Science for Health
Jean-Paul Vincent obtained his first degree in applied physics from the University of Louvain (Belgium). He then obtained a Fulbright fellowship for postgraduate studies in Biophysics at the University of California Berkeley (M.A and Ph.D.) His thesis showed that the dorso-ventral axis of frog embryos is specified by the so-called subcortical rotation in the egg.
From Berkeley, Jean-Paul moved across the bay to the University of California Medical Center in San Francisco for postdoctoral training with Patrick O’Farrell (as a Damon Runyon fellow). There, in collaboration with Tim Mitchison, he devised the first cell lineage tracer based on caged dye technology.
In 1993, he started his own research group at the Laboratory of Molecular Biology in Cambridge (UK) where he developed further his interests in epithelial patterning.
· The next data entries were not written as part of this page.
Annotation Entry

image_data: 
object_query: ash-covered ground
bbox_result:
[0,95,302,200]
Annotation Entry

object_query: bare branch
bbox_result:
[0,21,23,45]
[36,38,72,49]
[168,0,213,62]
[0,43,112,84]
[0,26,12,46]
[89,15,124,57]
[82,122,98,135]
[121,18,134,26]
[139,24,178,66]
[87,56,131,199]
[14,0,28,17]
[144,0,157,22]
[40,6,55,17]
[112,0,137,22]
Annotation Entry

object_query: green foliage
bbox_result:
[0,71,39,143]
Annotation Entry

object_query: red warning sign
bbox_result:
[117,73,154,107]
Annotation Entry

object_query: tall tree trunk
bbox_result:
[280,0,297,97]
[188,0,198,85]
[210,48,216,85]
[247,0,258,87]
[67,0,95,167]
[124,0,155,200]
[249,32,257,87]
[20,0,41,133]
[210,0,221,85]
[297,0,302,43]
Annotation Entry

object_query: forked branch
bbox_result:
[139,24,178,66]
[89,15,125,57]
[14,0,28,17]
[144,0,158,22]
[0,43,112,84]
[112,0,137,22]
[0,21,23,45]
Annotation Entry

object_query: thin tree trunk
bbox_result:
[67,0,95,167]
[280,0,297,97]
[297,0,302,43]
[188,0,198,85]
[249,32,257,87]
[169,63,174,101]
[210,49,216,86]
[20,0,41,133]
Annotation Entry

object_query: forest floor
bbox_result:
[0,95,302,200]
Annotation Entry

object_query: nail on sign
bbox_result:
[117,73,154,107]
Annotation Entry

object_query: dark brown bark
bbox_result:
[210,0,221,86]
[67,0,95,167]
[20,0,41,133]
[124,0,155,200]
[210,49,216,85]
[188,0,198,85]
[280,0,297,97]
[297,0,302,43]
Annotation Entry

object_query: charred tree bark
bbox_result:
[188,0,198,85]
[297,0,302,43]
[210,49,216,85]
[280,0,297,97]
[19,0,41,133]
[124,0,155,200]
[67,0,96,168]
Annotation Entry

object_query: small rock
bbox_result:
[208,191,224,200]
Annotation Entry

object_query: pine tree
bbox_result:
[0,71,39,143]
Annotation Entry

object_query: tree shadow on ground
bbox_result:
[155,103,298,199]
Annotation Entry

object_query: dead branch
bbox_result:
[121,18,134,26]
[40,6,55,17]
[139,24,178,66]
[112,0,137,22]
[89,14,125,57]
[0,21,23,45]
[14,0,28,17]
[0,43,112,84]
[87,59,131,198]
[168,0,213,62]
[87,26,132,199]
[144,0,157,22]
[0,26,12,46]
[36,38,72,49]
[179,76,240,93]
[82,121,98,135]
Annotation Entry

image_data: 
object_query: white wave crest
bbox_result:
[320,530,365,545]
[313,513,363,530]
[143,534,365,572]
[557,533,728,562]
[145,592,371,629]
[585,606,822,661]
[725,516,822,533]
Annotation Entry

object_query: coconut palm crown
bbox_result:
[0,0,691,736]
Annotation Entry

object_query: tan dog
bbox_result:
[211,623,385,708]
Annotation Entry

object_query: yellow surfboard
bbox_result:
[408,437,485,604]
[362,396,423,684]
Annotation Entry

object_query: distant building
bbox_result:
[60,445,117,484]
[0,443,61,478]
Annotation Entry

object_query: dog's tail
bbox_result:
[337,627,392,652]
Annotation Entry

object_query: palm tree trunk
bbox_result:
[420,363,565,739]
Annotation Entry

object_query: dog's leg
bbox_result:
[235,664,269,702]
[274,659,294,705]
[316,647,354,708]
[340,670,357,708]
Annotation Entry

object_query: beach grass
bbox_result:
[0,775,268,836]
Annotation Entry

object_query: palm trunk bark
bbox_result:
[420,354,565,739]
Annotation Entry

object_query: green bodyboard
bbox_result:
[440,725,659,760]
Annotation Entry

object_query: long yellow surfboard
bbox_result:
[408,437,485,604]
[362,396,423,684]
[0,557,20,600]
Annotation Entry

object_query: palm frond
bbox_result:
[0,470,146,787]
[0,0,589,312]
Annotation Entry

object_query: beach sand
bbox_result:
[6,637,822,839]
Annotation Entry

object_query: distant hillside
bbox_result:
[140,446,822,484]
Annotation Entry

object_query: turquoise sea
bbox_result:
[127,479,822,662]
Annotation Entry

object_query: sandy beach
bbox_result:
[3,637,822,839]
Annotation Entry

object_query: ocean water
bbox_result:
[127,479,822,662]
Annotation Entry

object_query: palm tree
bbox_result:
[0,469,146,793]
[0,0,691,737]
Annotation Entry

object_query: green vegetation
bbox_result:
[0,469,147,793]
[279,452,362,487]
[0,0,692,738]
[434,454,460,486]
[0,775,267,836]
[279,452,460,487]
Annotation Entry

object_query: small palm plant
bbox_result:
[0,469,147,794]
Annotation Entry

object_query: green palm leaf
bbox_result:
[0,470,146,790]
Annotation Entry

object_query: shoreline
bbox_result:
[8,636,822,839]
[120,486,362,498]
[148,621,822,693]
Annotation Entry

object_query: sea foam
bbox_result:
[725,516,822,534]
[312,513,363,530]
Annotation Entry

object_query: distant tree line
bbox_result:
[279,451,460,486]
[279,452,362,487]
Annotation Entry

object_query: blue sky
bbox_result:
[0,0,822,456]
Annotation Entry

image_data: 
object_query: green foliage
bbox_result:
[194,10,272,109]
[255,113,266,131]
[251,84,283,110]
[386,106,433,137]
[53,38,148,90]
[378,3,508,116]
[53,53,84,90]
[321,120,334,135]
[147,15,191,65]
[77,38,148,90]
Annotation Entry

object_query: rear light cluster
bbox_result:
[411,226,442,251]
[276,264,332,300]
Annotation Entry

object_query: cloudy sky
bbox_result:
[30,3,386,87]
He moved to the National Institute for Medical Research in Mill Hill in 1997. There, he has shown that degradation of Wingless, an important signalling molecule is developmentally regulated and that such degradation is crucial in regulating the range of Wingless signalling. He continues to study the trafficking mechanisms that modulate the Wingless gradient. His most recent contribution concerns the interpretation of the Wingless gradient and the role of the gradient in growth control. Another area of active research concerns the signals that trigger apoptosis during epithelial development and homeostasis.
Jean-Paul is a member of British Society for Developmental Biology, the British Society for Cell Biology and the British Genetics Society. He was elected to EMBO in 2006. He sits on various review panels and scientific advisory committees. He co-founded Vastox, now Summit PLC.